A fourth key driver of the febrile regulatory environment for financial services licensees is the emphasis by a number of regulators, including ASIC and APRA, on seeking to identify and attribute liability to individuals for misconduct by the institution. There is significant pressure for financial sanctions, through remuneration adjustments and penalties, for individuals involved in contraventions of the financial services legislation or who failed to take reasonable steps under the Banking Executive Accountability Regime (BEAR) or Financial Accountability Regime (FAR) to ensure that the institution complies with its license conditions.

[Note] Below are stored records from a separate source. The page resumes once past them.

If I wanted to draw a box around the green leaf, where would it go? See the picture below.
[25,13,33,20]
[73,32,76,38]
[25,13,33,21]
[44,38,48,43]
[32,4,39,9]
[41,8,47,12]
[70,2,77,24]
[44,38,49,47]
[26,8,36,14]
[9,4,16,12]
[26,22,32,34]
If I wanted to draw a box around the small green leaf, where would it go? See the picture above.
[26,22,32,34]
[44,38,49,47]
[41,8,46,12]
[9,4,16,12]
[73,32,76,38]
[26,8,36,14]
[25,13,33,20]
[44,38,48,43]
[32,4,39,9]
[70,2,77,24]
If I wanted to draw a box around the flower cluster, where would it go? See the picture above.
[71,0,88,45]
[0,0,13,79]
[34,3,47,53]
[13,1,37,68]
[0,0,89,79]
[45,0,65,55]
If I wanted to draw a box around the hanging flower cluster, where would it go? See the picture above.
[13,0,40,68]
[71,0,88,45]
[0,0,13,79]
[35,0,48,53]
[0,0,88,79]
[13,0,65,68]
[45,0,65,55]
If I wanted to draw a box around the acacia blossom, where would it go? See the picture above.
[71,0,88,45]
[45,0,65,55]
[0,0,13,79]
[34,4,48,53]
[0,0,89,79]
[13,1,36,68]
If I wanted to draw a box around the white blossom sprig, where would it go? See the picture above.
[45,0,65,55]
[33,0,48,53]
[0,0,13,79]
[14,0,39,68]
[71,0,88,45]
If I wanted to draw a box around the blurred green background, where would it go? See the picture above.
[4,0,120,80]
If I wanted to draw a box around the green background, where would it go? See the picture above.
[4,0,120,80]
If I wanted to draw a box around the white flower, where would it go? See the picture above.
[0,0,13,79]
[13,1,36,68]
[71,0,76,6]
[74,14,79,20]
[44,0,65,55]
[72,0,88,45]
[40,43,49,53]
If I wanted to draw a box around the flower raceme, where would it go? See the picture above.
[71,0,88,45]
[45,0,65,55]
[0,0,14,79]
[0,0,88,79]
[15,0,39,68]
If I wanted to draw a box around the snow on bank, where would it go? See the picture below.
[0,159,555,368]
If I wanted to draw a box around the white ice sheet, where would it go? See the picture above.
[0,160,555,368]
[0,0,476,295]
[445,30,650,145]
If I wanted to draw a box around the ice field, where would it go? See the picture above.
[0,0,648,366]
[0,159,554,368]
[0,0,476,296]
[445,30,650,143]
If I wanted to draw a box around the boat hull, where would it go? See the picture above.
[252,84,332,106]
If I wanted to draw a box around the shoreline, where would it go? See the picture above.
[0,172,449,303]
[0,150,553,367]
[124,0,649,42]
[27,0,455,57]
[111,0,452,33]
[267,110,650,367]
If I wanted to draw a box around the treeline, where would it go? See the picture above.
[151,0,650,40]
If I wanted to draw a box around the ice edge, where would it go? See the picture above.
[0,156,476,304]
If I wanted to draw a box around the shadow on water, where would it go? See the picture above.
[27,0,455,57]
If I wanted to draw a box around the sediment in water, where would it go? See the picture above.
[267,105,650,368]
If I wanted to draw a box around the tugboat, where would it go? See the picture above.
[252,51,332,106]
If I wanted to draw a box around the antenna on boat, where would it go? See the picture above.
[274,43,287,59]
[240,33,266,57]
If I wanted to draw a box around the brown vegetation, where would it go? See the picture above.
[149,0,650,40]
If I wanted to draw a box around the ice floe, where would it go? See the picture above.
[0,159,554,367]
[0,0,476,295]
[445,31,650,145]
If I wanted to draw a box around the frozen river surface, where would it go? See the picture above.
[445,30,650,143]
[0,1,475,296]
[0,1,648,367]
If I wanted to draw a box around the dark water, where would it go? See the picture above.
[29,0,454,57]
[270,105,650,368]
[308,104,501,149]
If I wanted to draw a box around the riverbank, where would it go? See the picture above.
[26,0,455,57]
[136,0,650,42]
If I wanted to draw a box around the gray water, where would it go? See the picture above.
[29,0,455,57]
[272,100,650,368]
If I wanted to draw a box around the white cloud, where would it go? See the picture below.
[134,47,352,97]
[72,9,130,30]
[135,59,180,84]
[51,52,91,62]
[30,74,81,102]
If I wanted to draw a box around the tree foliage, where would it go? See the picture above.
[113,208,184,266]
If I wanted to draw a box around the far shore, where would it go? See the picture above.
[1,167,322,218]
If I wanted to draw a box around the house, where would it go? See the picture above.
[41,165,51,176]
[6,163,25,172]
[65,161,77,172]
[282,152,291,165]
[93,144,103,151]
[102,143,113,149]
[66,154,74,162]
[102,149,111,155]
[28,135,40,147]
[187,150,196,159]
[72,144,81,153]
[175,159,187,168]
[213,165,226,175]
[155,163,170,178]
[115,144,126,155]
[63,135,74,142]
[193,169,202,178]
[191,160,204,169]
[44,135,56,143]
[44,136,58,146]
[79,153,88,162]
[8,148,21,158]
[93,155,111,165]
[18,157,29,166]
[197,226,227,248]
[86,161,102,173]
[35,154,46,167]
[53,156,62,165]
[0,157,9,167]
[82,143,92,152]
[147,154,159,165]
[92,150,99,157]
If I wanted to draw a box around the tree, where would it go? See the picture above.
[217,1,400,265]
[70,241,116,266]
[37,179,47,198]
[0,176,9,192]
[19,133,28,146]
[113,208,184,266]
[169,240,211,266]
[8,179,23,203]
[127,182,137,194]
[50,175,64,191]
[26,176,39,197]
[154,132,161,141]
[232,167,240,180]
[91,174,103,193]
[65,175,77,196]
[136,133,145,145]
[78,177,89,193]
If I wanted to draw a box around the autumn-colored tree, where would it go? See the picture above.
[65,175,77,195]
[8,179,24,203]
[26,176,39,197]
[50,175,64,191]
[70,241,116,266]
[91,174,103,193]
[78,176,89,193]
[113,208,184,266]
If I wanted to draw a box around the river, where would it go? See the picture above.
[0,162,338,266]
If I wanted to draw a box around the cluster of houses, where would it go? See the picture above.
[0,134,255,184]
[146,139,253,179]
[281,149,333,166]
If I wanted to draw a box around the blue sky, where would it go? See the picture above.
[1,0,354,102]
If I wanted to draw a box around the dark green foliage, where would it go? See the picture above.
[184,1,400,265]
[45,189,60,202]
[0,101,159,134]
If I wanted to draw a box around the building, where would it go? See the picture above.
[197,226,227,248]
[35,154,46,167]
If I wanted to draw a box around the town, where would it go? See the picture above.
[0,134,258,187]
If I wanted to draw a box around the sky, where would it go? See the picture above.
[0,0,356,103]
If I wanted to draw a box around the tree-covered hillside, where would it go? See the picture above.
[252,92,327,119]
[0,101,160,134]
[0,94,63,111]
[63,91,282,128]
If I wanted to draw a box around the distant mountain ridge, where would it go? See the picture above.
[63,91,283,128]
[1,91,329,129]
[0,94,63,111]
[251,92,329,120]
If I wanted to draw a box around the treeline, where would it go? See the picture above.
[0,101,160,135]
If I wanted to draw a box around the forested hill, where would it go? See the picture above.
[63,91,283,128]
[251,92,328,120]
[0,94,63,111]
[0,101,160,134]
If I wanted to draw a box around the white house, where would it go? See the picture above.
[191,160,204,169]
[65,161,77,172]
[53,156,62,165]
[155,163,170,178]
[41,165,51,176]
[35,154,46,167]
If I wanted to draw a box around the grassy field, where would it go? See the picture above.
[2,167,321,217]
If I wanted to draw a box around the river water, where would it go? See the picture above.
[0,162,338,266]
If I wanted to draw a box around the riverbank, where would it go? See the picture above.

The fifth key contributor is the proliferation of class action proceedings in Australia, driven by a favourable legislative and court rule environment and a proliferation of class action funders and lawyers. Class action funders and lawyers in Australia enjoy a symbiotic relationship with regulatory investigations and prosecutions in that they produce a rich trove of investigative materials and declarations of misconduct that can be leveraged to support a class action.

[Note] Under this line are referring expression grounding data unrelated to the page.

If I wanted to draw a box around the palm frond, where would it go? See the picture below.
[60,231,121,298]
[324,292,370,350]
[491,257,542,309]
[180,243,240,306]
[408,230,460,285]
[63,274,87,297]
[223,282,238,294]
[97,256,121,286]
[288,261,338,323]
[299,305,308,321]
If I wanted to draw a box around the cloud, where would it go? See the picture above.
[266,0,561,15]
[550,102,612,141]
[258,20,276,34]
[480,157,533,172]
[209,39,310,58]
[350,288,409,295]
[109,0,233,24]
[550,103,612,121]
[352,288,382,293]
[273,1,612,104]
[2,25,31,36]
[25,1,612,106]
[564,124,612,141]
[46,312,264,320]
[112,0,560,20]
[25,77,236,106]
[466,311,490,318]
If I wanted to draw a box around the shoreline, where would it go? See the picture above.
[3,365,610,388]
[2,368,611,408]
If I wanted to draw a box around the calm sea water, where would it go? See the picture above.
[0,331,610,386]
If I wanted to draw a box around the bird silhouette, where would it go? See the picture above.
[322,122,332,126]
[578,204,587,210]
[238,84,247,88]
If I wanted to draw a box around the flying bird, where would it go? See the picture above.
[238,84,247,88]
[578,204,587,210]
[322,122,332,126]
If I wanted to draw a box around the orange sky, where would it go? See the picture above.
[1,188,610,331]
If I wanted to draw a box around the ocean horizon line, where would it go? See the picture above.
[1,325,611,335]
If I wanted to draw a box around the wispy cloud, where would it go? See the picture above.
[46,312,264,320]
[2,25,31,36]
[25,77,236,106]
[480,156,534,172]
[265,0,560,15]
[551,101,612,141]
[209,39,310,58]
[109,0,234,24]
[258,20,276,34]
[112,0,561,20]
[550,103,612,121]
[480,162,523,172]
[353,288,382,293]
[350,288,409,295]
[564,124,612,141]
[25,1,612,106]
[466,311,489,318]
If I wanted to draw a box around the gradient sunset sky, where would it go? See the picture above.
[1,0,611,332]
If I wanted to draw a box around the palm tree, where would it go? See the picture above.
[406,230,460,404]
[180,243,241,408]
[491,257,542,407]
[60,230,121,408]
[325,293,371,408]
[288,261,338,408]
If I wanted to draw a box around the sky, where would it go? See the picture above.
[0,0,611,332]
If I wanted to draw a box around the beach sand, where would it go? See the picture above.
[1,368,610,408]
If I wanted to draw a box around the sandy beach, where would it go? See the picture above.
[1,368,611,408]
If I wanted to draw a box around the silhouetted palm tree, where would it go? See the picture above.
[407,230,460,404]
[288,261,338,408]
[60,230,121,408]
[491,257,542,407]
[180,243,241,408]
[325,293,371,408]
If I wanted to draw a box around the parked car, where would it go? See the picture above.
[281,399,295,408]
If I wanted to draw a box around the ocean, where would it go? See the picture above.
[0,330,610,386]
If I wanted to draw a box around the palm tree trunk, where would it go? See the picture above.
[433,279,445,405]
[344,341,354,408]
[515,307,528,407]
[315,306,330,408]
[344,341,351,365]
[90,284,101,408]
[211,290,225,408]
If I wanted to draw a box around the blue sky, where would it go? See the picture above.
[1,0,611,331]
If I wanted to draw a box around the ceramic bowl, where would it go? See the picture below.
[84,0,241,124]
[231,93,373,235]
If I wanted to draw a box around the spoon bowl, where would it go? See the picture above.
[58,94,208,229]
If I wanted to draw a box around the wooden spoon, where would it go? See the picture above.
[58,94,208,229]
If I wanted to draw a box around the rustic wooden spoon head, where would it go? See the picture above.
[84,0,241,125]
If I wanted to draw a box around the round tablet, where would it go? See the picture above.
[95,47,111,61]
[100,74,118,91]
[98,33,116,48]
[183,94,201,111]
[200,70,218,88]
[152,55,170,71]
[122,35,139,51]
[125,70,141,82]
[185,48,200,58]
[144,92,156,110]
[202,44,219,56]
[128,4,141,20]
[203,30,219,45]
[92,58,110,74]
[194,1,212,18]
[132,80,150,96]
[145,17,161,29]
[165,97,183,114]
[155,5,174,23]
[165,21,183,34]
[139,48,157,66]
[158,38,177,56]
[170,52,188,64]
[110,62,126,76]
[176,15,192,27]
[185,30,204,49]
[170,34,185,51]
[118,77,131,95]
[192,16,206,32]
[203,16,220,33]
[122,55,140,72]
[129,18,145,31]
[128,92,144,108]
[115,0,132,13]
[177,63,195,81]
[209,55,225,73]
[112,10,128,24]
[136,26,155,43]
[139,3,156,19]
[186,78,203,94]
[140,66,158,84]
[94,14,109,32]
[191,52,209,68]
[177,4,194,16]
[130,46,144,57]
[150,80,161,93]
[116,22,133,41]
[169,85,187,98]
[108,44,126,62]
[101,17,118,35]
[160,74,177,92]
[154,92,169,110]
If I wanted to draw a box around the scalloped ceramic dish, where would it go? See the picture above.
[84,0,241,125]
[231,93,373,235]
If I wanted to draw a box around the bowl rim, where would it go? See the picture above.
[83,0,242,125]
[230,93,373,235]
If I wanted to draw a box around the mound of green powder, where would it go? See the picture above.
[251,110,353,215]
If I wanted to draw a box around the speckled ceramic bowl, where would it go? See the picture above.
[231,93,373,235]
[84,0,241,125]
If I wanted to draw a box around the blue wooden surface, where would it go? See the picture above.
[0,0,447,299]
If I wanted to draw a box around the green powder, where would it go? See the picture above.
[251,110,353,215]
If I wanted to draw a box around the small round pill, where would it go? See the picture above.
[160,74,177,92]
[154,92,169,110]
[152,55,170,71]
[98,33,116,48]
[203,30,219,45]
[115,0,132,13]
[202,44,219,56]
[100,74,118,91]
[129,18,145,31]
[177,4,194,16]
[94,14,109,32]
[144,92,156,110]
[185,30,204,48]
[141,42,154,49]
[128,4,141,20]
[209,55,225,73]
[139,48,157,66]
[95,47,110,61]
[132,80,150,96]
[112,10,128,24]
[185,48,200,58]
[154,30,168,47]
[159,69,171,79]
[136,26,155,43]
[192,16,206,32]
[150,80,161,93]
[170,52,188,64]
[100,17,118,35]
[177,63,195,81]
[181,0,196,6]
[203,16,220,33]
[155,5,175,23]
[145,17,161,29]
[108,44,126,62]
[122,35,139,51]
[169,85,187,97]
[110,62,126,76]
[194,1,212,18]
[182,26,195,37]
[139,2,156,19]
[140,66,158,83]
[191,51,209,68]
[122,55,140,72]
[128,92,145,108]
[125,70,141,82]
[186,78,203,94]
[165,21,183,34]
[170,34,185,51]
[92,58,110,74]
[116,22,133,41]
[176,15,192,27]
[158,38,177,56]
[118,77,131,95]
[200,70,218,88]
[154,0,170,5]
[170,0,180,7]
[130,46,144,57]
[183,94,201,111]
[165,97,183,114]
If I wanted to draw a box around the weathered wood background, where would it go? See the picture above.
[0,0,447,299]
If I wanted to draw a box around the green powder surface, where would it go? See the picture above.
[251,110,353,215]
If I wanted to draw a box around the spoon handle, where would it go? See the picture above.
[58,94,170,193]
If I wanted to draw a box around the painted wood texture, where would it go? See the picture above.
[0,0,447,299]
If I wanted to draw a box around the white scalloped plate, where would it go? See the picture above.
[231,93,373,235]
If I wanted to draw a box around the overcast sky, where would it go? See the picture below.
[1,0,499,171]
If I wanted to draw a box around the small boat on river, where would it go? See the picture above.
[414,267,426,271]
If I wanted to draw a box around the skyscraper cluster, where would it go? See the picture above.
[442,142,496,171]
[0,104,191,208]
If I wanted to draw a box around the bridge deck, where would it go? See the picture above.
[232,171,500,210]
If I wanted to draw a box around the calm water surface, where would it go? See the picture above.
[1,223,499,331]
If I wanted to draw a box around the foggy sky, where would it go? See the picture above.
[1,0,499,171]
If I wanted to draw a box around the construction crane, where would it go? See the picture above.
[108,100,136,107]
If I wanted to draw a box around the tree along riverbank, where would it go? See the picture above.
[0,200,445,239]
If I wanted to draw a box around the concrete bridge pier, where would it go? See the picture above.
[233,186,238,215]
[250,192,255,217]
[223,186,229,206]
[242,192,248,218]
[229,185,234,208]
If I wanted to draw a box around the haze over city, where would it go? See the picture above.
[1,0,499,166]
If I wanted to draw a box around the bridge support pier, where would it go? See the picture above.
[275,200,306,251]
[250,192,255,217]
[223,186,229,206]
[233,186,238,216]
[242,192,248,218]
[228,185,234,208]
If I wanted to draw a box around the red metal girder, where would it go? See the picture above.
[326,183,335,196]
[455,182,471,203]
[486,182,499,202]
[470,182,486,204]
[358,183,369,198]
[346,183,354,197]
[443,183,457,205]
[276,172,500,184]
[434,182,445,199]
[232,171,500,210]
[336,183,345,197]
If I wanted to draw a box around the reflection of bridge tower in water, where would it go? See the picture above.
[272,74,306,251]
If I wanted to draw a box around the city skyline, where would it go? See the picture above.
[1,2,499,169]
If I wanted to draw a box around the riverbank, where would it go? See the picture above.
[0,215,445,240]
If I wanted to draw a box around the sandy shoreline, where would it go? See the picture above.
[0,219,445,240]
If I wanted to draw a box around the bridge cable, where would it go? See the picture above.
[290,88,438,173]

While the surge in class actions and the impact of funding arrangements was the subject of investigation by the Parliamentary Joint Committee on Corporations and Financial Services Report on Litigation Funding and the regulation of the Class Action Industry whose report was released on 21 December 2020, those recommendations are yet to have been put in place and will, in any event, be unlikely to fundamentally alter the overarching attractiveness of class actions for funders and plaintiff law firms alike. Countervailing forces like the introduction of contingency fees for lawyers running class actions has already caused a surge in that jurisdiction.

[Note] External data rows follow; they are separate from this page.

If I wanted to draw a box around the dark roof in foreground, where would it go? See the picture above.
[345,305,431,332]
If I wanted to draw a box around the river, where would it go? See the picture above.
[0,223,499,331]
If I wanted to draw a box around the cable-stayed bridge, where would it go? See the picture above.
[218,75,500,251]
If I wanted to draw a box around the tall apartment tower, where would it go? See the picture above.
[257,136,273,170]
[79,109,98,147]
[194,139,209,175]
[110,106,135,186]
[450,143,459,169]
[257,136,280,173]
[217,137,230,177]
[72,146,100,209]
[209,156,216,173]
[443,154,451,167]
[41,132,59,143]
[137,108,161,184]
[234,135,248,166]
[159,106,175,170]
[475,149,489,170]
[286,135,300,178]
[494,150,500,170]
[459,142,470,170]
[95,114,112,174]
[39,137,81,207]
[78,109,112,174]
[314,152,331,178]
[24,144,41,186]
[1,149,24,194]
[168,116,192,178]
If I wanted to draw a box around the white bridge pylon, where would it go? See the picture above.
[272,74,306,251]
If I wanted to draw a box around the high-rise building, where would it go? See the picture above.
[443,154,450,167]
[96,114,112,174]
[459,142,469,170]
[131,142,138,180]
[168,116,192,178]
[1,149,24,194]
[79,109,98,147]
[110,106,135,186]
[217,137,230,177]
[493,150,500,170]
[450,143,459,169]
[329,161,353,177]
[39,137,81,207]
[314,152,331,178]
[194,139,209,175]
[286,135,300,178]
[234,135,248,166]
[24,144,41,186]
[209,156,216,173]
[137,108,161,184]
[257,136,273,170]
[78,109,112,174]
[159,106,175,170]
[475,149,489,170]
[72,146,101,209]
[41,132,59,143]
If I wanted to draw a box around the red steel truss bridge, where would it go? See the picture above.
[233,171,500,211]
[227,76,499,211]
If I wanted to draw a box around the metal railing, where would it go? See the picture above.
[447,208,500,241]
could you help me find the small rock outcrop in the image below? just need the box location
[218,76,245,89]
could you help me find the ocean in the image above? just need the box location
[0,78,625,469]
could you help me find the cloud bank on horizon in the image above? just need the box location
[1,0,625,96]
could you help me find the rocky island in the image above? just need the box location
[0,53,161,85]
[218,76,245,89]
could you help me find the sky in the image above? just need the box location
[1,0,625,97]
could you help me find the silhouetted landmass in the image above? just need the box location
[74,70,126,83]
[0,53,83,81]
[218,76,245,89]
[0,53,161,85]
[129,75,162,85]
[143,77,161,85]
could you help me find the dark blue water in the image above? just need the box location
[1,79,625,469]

It would be easy to conclude that Australian financial institutions are reaping what they have sown from the litany of legitimate deficiencies exposed during the Hayne Royal Commission. There is an undeniable kernel of truth in that. That said, the shift in regulatory approach, complexity of legislative reform and pronounced increase in the exposure to risk of both the institutions and individuals involved has been far from incremental and combine to make the running of financial institutions, and ensuring their compliance with the myriad labyrinthine financial services laws, more difficult, dangerous and expensive than ever. What remains dubious is whether there will be a demonstrable broad-based consumer benefit associated with that current and future shareholder pain.